Wie ich ein Leben rettete

Jennifer Klesse-Münch wusste nicht, was eine Stammzellentransplantation für sie bedeutet. Aber sie zögerte keine Sekunde und verhalf einem Jungen, weiterzuleben.

Foto: Matzerath

Langenfeld. Ich hatte mich vor sechs Jahren bei der DKMS registrieren lassen. Nur ein halbes Jahr später erhielt ich die Nachricht, dass ich für einen Patienten als Spenderin in Frage käme. Ich war total aufgeregt. Und glücklich, dass ich die Möglichkeit bekam, einem Menschen die Hoffnung auf ein zweites Leben zu schenken. Gleichzeitig war ich unsicher. Ich wusste ja überhaupt nicht, was auf mich zukam. Trotzdem habe ich keine Sekunde gezögert.

Als Erstes wurde ich medizinisch untersucht. Dabei kam raus, dass man mir Stammzellen aus dem Beckenkamm entnehmen würde. Das ist eher ungewöhnlich. 80 Prozent der Entnahmen werden ambulant über die Armvene durchgeführt. Das dauert vier Stunden und man kann danach sofort wieder nach Hause gehen. Da ich eine ausgeprägte Spritzenphobie habe, war ich aber über die Entscheidung des Arztes sogar eher glücklich.

Meine Familie und Freunde haben meine Entscheidung, Stammzellen zu spenden, zu jeder Zeit unterstützt. Alle waren total stolz auf mich. Das war mir schon ein wenig peinlich. Denn das sollte doch eigentlich selbstverständlich sein. Dann kam der große Tag. Vor fast fünf Jahren, am 7. Dezember 2011, wurden mir Stammzellen entnommen. Vorab wurde ich von den Ärzten der DKMS über alles genau aufgeklärt. Ich konnte jederzeit dort anrufen und alle Fragen wurden immer ausführlich beantwortet. Die Entnahme selbst verlief völlig problemlos. Nach der Spende hatte ich zwar ein paar Tage lang Schmerzen, die sich wie Muskelkater anfühlten.

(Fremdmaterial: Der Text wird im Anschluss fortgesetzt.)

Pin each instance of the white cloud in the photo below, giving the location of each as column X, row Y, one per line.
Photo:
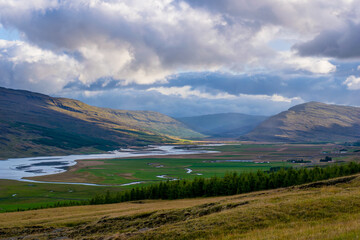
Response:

Erst nach der Entnahme erfuhr ich, dass die Spende für ein fünfjähriges Kind war. Mein Sohn war zu diesem Zeitpunkt genauso alt. Einige Wochen nach der Spende schrieb ich der Familie einen Brief. Zunächst musste eine zweijährige Sperrfrist eingehalten werden, in denen Familien nur anonym Kontakt über die DKMS aufnehmen dürfen. Immer wieder habe ich neue Anläufe genommen, vor allem weil ich Angst hatte, aufdringlich zu sein. Dabei wollte ich doch nur wissen, wie es dem Kind geht.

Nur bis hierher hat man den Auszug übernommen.